By Chris Hirons
WASHINGTON — Jake Davidson (Kenyon) stood on the back of the mound, a few feet off the rubber, running his hands through his hair and staring blankly at the turf at the Washington Nationals Youth Baseball Academy.
An infield pop fly — that was hit about 100 feet in the sky, but only traveled to the right of the pitcher's mound — landed in the middle of four DC Grays defenders. All four infielders crashed towards the ball, third baseman Alex Rosen (Georgetown) called off everyone else, but the ball didn’t fall near where Rosen was standing.
Instead, first baseman Jared Sprague-Lott (Richmond) and second baseman Jahli Hendricks (Southern) were the ones closest to the baseball once it hit the turf. It was just the beginning of Davidson’s worst start of the season, the first start in which he failed to complete four innings.
Once the Silver Spring T-Bolts’ first hitter of the night reached on the misjudged popfly, it was a sign for things to come for Davidson and the Grays in their 14-1, seven-inning loss on Friday night.
Davidson entered as one of the Grays’ best pitchers this season, the right-hander who tossed seven innings of one-hit, three-run (none earned) ball last week against the second-place Gaithersburg Giants. Davidson, who led the team in innings pitched and ranked third on the team in ERA coming into his start on Friday, allowed four runs in the first inning and three more in the second, and was hooked before he was able to complete the second inning. DC’s offense, aside from a solo home run from Evan Smith (West Virginia) in the bottom of the sixth, was silent.
And so the Grays (6-14) again showed that good things have a habit of vanishing — and vanishing quickly — in a season they haven’t been able to turn around quite yet. The loss dropped them into last place in the Cal Ripken Collegiate League.
The Grays hinted that, with a close two-run loss to the unstoppable Bethesda Big Train on Sunday and a 15-10 win over the South County Braves on Monday, a down season might be on the upswing. That was until two consecutive blowout losses — a 12-4 loss to the Alexandria Aces on Wednesday and Friday's misfortune — forced DC to go back to the drawing board.
The Grays are in a hole because, among other reasons, they haven’t been able to put together a complete performance for more than a game or two at a time. On days the offense and starting pitching seems just about unstoppable, the bullpen is there to cough up a lead. And on days where the starting pitching and bullpen match each other pitch for pitch, the offense can’t buy a timely hit. And then you have days like Friday, where nothing DC tried worked.

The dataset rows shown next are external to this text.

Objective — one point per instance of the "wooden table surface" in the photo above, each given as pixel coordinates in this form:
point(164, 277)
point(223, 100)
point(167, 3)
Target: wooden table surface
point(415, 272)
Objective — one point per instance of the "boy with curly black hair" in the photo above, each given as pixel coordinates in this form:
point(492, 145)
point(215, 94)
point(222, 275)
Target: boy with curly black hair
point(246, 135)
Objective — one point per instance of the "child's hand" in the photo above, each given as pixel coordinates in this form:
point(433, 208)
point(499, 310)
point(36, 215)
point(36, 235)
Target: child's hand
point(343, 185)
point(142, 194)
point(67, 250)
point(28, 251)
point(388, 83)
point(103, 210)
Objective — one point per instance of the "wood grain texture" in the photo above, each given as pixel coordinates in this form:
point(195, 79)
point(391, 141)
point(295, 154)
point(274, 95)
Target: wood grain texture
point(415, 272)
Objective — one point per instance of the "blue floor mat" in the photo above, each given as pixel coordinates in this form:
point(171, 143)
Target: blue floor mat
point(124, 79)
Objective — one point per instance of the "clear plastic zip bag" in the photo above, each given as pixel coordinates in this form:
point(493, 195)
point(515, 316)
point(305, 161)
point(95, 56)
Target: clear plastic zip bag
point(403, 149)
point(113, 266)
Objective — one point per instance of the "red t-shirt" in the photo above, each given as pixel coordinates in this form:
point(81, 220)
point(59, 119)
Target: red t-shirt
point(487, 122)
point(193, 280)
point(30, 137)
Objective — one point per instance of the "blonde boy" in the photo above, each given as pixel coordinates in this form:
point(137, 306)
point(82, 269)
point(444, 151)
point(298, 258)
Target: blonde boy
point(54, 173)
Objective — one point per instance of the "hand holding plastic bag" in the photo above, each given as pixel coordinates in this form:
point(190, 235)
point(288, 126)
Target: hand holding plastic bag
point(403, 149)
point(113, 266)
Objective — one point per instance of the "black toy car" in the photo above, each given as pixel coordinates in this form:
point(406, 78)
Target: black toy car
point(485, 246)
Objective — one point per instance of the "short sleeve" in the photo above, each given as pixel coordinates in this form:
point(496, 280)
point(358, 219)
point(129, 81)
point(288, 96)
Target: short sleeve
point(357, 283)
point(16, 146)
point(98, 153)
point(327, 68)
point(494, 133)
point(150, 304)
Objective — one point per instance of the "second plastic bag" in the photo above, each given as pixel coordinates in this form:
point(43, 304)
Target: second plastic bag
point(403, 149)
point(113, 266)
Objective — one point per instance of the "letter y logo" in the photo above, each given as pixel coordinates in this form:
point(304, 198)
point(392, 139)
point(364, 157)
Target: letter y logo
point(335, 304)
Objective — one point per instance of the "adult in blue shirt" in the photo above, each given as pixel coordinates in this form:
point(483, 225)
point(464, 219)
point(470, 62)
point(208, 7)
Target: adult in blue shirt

And Davidson, an unusual suspect, continued the trend.
Davidson’s success, like any pitcher, revolves around his ability to locate his fastball and to throw it for strikes. But Silver Spring, unlike the other teams Davidson has faced in previous starts, took more pitches and forced him to throw the ball in the zone. In Davidson’s best appearances, his strike percentage typically hovers around anywhere from 60-to-67%. On Friday, out of the 67 pitches he threw, only 56.7% of them crossed the plate for strikes.
Davidson, too, was unable to establish the lower half of the strike zone. He couldn’t get hitters to hit the ball on the ground like he usually does. The damage, once 16 hitters had come to the plate against him, was seven runs on eight hits, three walks and a hit batsman. The sophomore hadn’t allowed more than seven hits in any of five appearances this season.
Cody Bozak (Catholic) came in with two outs in the second and worked 3 ⅓ innings of mop-up duty in his Grays debut. Smith, making his first appearance since last Saturday’s win over the Braves, inched the Grays closer with his first home run of the season, but the deficit was already too steep.
Pitching coach Andre Rabouin told a few players that Friday’s loss was a wake-up call that the team needed. Will it be answered? We’ll find out when the Grays host the South County Braves Saturday night at 7:00 p.m. at the Washington Nationals Youth Baseball Academy.